Marina Abramovic, likely the world’s most famous performance artist at the moment, told a German newspaper that she’s “free,” because she has no husband and no children, and that children hold female artists back, according to Art Net News, which translated the sprawling interview.
“The difference between theater and performance is that in the theater the blood is ketchup, and in performance, it’s real,” she told the paper, adding that she is exhausted by the need to be physically present (her most recent signature work, after all, is called The Artist is Present) for her work to be shown.
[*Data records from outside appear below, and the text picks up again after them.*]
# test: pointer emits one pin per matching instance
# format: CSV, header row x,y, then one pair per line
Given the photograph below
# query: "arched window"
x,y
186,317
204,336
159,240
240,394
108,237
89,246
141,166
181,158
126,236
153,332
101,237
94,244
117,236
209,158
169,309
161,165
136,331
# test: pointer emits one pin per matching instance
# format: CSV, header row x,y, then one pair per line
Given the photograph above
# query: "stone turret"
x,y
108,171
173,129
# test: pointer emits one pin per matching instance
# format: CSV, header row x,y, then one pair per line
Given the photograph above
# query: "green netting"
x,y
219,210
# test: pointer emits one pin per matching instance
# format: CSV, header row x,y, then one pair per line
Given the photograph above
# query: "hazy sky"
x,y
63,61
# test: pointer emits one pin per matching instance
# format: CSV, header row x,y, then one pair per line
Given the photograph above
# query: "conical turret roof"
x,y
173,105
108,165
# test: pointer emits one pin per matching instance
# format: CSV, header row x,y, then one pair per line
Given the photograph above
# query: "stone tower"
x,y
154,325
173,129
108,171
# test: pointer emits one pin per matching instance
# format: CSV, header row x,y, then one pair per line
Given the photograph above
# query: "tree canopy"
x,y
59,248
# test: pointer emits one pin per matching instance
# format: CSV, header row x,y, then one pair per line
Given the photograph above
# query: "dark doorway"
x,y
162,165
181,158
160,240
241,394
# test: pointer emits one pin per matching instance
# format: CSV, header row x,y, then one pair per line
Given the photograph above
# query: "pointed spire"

This has made for an exhausting international travel schedule that could not easily accommodate children.
“I had three abortions because I was certain that it would be a disaster for my work,” she said, because it takes so much of her energy already, and, as we all know, children require lots of energy.
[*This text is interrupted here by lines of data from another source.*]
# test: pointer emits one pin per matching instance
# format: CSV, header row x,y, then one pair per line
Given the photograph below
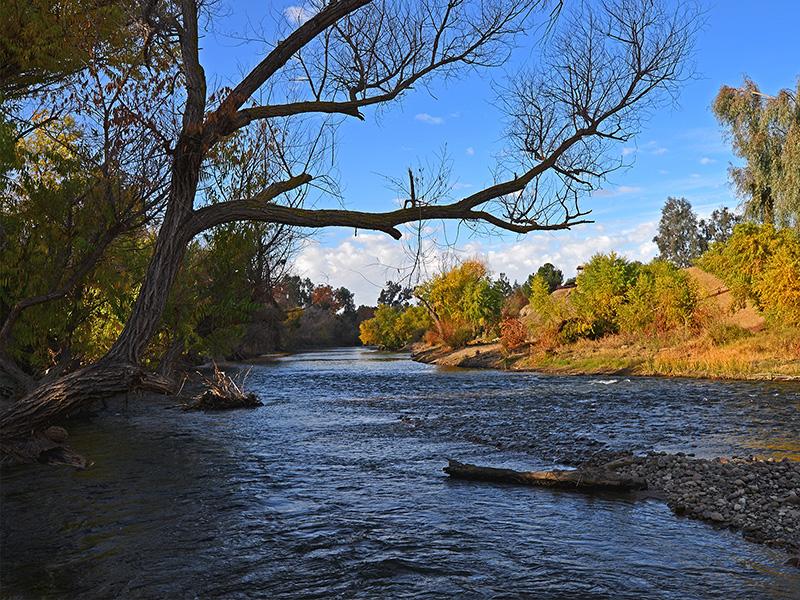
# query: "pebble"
x,y
760,498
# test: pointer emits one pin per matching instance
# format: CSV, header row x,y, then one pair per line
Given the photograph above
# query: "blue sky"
x,y
680,151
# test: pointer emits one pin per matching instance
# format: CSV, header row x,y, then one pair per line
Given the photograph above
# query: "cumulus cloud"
x,y
429,119
299,14
364,263
617,191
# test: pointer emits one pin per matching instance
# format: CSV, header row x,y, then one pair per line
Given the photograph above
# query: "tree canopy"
x,y
765,132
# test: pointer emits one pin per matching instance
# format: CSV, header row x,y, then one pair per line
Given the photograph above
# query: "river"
x,y
334,489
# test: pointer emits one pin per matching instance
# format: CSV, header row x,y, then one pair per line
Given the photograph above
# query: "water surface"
x,y
334,489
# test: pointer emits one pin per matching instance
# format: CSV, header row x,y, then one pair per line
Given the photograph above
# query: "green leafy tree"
x,y
719,226
760,263
662,298
42,42
602,287
395,294
393,327
765,132
552,276
678,239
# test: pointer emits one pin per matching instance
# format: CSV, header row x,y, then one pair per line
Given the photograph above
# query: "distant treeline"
x,y
759,263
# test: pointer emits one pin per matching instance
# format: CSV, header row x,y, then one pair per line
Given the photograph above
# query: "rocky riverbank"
x,y
760,498
616,356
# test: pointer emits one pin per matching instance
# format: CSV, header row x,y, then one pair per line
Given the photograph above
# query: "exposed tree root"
x,y
48,447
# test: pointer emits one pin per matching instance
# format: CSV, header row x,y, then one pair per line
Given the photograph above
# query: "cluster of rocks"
x,y
760,498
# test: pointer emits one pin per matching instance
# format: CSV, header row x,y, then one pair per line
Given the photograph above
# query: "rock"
x,y
716,516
Coming up on her 70th birthday, the artist—who divorced her second husband, video artist Paolo Canevari, in 2009, and was sued by her former lover, the German artist Ulay, last year, over the custody of works they made together—is low on fucks to give, it would seem. Indeed, the German article’s headline is a direct quote from Abramovic, translated roughly by Google as “With 70 You Have To Reduce The Bullshit.”
“In my opinion [children are] the reason why women aren’t as successful as men in the art world. There’s plenty of talented women. Why do men take over the important positions? It’s simple. Love, family, children—a woman doesn’t want to sacrifice all of that,” she said.
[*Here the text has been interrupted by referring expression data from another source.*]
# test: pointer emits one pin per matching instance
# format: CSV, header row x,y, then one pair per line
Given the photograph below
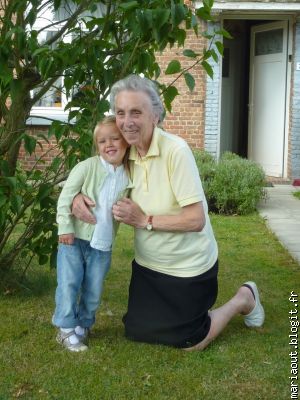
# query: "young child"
x,y
84,252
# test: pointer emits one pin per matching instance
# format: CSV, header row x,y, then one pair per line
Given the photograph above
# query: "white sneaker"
x,y
64,339
84,336
256,317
She also hints that she’s been learning pole dancing (!) and might descend via pole for her next appearance in New York—her birthday celebration at the Guggenheim.
She’s not the only artist to eschew children for her art, and to let the world know about it. YBA Tracey Emin told the U.K.’s Independent in 2014 that she couldn’t be a mother because she’s no flake and does everything she does 100 percent. And you can’t do two things—parenthood and art—100 percent.
“There are good artists that have children. Of course there are,” she said. “They are called men.”